Shape, dtype, and device roles:

| Tensor | Shape | dtype | device | Role |
|---|---:|---|---|---|
| `X` | `[32, 128]` | `float32` | `device` | Input features |
| `y` | `[32]` | `long` | `device` | Class labels |
| `weight` | `[10, 128]` | `float32` | `device` | Learned parameter |
| `bias` | `[10]` | `float32` | `device` | Learned parameter |
| `logits` | `[32, 10]` | `float32` | `device` | Class scores |
| `loss` | `[]` | `float32` | `device` | Scalar objective |

### Summary

A tensor’s dtype controls numerical representation. A tensor’s device controls where computation happens. These properties are as important as shape in practical PyTorch programming.

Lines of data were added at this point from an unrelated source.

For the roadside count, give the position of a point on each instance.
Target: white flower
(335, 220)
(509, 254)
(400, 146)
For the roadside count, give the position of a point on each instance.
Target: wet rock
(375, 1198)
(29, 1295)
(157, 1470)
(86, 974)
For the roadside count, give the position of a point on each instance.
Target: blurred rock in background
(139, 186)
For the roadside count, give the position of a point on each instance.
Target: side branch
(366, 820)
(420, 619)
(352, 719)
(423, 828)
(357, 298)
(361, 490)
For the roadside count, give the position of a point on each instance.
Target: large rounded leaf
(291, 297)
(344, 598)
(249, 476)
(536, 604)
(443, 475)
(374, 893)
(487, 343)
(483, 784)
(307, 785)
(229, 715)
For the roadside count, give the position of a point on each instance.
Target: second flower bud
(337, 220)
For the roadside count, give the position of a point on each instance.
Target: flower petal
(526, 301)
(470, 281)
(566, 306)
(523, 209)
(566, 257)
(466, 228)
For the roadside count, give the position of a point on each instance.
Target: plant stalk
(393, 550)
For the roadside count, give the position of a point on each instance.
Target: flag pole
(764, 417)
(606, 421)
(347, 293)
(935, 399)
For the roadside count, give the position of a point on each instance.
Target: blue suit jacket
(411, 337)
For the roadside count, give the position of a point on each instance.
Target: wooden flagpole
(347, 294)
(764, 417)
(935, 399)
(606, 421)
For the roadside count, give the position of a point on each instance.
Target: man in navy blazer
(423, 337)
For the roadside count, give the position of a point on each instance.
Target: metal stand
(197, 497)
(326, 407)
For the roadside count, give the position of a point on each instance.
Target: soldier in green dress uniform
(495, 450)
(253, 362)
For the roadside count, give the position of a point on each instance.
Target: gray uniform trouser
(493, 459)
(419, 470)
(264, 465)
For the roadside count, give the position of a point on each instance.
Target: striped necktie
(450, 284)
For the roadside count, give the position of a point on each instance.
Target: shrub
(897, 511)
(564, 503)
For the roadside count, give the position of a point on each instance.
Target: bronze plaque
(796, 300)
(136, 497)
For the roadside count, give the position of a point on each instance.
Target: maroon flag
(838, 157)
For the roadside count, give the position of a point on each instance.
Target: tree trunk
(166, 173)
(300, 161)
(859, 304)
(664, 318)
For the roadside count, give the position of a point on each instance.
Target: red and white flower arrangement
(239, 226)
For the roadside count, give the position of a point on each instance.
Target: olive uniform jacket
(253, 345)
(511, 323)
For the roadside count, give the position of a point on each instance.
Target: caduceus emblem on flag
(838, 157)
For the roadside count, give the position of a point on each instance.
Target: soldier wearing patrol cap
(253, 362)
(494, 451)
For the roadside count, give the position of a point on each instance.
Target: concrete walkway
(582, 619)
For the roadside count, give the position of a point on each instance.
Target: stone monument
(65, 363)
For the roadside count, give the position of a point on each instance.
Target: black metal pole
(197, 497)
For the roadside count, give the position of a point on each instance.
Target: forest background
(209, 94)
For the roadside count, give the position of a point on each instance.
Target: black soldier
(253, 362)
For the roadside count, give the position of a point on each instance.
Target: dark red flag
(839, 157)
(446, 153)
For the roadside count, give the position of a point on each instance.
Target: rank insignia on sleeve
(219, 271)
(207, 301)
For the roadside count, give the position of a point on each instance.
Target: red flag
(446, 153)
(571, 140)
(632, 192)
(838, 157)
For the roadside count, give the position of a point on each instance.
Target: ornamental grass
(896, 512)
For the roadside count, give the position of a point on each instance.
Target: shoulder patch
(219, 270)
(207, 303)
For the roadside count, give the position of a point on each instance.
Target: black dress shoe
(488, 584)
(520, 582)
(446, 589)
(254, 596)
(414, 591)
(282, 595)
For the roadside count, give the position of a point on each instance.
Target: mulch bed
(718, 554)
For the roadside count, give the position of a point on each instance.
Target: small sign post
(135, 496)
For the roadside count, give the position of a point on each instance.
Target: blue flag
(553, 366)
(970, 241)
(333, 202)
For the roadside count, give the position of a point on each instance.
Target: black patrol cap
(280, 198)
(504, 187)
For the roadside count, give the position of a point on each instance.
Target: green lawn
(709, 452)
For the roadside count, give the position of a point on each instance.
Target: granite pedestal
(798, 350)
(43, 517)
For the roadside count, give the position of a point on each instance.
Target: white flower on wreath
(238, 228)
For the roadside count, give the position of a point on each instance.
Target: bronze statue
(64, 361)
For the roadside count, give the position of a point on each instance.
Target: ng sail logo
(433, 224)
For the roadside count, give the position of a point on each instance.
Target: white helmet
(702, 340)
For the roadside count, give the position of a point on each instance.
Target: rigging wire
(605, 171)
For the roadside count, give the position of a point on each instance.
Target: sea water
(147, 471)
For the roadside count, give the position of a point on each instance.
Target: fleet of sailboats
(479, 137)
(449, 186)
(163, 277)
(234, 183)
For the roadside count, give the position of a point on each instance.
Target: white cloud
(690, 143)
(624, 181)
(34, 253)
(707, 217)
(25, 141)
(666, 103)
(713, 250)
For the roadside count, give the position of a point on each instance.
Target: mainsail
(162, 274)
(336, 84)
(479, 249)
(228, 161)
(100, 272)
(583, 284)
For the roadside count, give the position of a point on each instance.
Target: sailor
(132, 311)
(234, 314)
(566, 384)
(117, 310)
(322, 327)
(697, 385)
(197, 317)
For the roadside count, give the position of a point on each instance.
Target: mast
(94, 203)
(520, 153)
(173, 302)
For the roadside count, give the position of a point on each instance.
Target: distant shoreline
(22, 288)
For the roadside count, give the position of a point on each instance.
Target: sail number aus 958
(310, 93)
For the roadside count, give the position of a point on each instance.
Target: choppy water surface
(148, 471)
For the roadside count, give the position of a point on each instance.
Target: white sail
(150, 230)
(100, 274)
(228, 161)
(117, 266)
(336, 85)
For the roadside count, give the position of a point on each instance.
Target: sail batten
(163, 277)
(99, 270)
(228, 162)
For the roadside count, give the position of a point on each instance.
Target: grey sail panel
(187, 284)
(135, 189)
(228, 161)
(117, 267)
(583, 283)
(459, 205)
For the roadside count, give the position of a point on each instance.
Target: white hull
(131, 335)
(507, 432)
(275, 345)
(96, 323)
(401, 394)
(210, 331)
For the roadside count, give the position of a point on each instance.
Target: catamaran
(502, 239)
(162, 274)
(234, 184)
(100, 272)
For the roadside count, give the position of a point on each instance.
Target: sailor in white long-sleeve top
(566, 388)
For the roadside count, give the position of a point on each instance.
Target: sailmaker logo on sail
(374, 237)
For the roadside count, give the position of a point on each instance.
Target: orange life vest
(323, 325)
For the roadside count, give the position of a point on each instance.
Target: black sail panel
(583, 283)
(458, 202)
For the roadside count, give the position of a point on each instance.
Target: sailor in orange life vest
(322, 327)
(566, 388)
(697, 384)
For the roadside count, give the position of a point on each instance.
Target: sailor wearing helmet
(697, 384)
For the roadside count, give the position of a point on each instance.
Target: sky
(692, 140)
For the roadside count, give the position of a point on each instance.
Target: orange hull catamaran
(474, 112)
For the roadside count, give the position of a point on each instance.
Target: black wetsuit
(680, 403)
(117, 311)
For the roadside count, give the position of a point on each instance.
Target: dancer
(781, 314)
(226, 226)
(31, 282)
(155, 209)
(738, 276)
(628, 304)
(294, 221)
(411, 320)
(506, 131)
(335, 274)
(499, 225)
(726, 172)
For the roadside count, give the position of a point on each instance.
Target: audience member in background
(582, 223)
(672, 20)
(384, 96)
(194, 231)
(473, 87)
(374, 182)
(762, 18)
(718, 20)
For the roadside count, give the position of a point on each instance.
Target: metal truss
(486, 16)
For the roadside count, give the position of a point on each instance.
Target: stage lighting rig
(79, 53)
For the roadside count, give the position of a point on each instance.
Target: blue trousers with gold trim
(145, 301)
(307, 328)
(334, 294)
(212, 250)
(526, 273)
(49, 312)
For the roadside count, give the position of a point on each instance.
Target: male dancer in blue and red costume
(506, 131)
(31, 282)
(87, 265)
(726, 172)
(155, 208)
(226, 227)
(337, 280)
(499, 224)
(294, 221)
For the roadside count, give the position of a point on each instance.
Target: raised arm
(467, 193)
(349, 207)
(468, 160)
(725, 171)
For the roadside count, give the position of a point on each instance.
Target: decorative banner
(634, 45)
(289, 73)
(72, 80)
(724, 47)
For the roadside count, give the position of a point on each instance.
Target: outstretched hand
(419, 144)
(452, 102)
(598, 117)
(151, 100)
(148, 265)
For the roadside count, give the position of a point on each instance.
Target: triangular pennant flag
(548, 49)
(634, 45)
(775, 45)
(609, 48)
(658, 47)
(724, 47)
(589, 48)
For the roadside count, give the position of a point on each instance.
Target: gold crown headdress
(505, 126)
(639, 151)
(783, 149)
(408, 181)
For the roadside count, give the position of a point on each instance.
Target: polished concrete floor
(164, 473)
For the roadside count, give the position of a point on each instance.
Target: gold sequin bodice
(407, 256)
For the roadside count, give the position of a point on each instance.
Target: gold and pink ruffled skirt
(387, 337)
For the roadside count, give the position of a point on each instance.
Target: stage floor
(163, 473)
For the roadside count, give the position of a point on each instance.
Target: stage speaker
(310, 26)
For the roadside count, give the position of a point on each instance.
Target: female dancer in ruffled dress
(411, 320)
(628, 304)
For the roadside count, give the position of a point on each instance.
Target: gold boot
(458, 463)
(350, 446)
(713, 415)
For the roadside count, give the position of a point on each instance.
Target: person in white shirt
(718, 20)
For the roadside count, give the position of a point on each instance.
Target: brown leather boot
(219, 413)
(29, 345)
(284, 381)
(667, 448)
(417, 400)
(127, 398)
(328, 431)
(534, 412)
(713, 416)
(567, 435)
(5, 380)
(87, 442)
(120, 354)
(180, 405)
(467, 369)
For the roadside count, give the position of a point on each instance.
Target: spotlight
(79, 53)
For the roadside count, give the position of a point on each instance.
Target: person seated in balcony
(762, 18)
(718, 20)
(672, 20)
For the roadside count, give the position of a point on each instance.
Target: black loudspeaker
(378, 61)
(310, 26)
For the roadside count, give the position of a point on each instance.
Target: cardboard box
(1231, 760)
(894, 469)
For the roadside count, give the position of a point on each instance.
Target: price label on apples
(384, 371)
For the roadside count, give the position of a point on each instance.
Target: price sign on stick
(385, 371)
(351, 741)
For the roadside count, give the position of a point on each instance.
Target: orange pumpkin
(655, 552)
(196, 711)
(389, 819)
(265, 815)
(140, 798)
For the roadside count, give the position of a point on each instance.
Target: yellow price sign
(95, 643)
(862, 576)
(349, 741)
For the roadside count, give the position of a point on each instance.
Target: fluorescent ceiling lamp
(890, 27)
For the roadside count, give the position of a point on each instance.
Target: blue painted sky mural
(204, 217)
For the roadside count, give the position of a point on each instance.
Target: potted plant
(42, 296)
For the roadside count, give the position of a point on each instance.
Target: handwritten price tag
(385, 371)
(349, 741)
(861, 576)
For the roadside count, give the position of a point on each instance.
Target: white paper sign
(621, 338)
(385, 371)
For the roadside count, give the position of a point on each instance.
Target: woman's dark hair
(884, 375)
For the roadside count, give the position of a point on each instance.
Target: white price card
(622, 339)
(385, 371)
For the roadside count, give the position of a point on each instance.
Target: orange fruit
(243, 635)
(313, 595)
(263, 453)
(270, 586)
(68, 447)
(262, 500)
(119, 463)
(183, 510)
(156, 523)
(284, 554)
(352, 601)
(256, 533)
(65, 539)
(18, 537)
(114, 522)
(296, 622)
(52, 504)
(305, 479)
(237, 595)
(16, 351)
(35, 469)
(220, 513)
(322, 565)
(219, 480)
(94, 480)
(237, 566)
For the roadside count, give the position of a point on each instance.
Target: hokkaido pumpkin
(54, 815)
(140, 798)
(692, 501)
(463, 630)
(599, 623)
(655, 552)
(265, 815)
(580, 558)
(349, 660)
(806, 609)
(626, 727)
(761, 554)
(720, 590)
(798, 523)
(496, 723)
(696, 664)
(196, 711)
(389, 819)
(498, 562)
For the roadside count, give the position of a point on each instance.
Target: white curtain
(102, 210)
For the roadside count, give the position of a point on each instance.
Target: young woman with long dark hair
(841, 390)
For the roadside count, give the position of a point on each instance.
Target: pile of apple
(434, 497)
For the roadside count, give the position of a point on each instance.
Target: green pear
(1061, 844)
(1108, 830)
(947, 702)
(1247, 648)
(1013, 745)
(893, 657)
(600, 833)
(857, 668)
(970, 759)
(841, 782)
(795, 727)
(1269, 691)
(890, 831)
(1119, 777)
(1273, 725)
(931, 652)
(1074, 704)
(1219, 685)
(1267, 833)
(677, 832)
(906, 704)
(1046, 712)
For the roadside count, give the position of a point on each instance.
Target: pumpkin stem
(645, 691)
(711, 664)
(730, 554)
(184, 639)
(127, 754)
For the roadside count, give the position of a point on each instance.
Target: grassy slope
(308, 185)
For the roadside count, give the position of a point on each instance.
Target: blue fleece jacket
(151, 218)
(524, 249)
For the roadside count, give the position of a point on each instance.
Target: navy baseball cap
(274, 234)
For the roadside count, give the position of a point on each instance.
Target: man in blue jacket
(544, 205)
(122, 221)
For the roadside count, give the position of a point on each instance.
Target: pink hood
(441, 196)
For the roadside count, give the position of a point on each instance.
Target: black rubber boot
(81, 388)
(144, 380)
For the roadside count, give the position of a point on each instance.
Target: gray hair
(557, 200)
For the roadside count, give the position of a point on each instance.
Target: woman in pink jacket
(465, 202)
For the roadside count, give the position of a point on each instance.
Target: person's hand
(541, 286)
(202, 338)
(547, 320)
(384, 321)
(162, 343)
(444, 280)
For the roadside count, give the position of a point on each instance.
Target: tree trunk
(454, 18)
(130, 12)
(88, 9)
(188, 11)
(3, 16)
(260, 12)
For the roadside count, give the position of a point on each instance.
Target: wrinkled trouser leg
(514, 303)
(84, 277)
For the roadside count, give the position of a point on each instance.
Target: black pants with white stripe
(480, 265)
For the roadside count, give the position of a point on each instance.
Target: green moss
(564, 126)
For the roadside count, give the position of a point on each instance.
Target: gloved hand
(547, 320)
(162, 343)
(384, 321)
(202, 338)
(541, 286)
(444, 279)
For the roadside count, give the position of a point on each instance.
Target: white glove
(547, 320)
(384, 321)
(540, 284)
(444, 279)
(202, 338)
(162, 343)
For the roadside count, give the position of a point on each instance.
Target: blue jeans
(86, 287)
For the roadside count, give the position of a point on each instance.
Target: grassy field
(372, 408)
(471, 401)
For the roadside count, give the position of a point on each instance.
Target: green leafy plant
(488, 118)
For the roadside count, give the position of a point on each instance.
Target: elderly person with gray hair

Floating-point tensors are used for inputs, activations, and parameters. Integer tensors are used for labels and token IDs. Boolean tensors are used for masks. CPU tensors and GPU tensors cannot usually participate in the same operation unless moved to a common device.

Reliable PyTorch code makes dtype and device choices explicit, creates helper tensors on the correct device, registers persistent non-parameter tensors as buffers, and uses mixed precision through supported PyTorch mechanisms rather than manual low-precision conversion.